Через час на лужайке перед входом в Сулу-Коба сидели уже полукругом по одну сторону Султан-Харрыс с двумя своими старыми чабанами и Фетхуллой, а по другую — Мусса-Фассафетдин-оглу, Куртсаиб и еще один старый чабан.

Все молча курили, ожидая, чтобы Мусса-Фассафетдин-оглу начал говорить. Фетхулла был совершенно спокоен: он, видимо, и не подозревал даже истинной причины этого сборища. Ведь отары этих двух атаманов сошлись на одной и той же яйле, — стало быть, и это сборище само по себе ничего необыкновенного не представляло, потому что мало ли могло быть вопросов, которые надлежало разрешать сообща.

А в стороне от сидевших лежали неподвижно три самые старые и надежные овчарки: Чибин, Тургай и Айван. Собак этих атаман почему-то оставил после утреннего доения овец у себя.

Чабаны его были удивлены таким необычным и непонятным распоряжением, но ведь — «о севледы оле»: стало быть, так нужно, а значить не о чем больше рассуждать.

Наконец, старик заговорил:

— У наших отцов, дедов и прадедов, товарищи, было положено всякое трудное дело решать вместе и я помню, как еще мой старый бабай, — да пошлет милосердный Аллах по молитве святого пророка Магомета райский мир и прохладу его честным костям и вечный почет его памяти, — всегда говорил при этом так: «Одна голова — око ума; три головы— торба разума; десять голов — колодец мудрости!» Так говорил старик, так оно и есть, потому что из десяти маток всякий чабан надоит молока ровно в десять раз больше, чем из одной. Верно ли я говорю, товарищи?
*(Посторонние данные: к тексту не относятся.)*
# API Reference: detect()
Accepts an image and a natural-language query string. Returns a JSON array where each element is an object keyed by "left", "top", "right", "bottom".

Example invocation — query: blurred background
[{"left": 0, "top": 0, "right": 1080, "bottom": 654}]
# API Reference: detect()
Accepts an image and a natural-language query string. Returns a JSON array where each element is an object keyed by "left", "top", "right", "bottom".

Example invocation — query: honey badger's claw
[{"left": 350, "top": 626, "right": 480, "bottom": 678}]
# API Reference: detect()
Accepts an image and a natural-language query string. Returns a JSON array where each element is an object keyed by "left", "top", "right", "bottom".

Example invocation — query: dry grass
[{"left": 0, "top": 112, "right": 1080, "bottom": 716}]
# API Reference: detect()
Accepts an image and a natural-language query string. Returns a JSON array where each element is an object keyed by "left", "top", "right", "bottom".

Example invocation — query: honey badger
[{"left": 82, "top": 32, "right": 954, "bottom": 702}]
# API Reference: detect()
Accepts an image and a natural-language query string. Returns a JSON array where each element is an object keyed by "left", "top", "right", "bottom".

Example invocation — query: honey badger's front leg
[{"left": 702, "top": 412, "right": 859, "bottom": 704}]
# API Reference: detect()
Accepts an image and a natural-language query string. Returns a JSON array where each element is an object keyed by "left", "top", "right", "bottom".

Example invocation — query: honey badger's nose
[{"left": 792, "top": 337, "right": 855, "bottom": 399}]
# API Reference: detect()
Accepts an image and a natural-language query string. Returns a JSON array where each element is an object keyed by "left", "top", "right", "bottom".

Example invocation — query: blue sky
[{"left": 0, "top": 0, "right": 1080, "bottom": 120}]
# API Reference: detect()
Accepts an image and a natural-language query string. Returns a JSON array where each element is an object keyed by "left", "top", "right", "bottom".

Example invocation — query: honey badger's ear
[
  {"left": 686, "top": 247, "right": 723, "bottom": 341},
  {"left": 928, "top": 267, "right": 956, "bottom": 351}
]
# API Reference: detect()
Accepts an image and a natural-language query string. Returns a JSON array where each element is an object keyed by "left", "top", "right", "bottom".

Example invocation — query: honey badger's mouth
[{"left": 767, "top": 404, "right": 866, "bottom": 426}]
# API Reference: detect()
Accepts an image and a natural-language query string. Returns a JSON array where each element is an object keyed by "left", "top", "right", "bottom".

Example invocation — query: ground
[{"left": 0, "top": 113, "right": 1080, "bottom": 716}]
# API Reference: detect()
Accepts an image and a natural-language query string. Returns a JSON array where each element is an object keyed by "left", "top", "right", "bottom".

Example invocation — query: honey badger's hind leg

— Зачем спрашиваешь, ага? — отвечал в свою очередь вопросом Султан-Харрыс и продолжал: — Если бы на этих местах, где сидим мы, лежали волы, и если бы Аллах на одну только минуту развязал их шершавые языки, то и они даже проревели бы тебе на это: так, ага, так говоришь, хорошо говоришь, мудро говоришь, — так мудро, что мудрее и сам мулла-эфенди не мог бы сказать!—и опять замолчали бы, чтобы не прерывать больше твоей столь мудрой речи.

— Тогда послушайте и рассудите вот какое дело: — «Один богатый хаджи нанял пятерых табунщиков и, поручая им пасти и стеречь свой большой табун лошадей, сказал им так: через год в это время пригоните ко мне табун, и если вы будете хорошо беречь его от волков и всякой беды и ни одна из лошадей не пропадет по вашей вине и недосмотру, можете взять себе в награду за хорошую службу на выбор каждый по две лошади.

«Табунщики согласились и, поделив этот большой табун на пять малых, стали пасти его каждый по одному. Через год оказалось, что в четырех из табунов этих пропало по одному только коню, а в пятом недостало трех лучших коней. Хаджи ничего не сказал этому пятому табунщику, который так нехорошо досматривал порученных ему лошадей, и хотел уже отпустить их всех с лошадьми в степь, но этот самый табунщик, который оказался много хуже других, сказал ему:

« — Не хочу, хаджи, пасти твой табун. Отпусти меня.

« — Разве я тебя обидел чем-нибудь?— спросили его хаджи.

« — Нет, не обижал; а все-таки отпусти меня, — отвечал тот.

« — Почему же ты уходишь?

« — Потому что твой сосед, другой хаджи, лучше платит за службу.

« — Сколько же он дает?

« — Он кроме двух лошадей за пастбище дает еще и по одному жеребенку, и я пойду к нему табунщиком. А если и ты дашь мне так, как он, я останусь у тебя.

« — Твое дело, — сказал хаджи. — Я своей цены не переменю; значить, тебе придется идти к нему.

«Когда же дошло дело до расчета, то хозяин— не даром же он был хаджи — рассудил так:

« — Ты же мне принес втрое больше других убытка и ты же сам меня бросаешь ради одного лишнего жеребенка. А потому одного коня я тебе прощу, потому что и у всех других пропало по одному, а что больше других у тебя недостает, то ты мне вернешь из заслуженного тобой у меня.

«— Я только две лошади и заслужил, — сказал тот.

« — Значить, их ты и оставишь в моем табуне.

« — Тогда я ни с чем уйду от тебя?

« — Да, придется уйти ни с чем, — подтвердил хаджи.

« — За что же я прослужил целый год у тебя?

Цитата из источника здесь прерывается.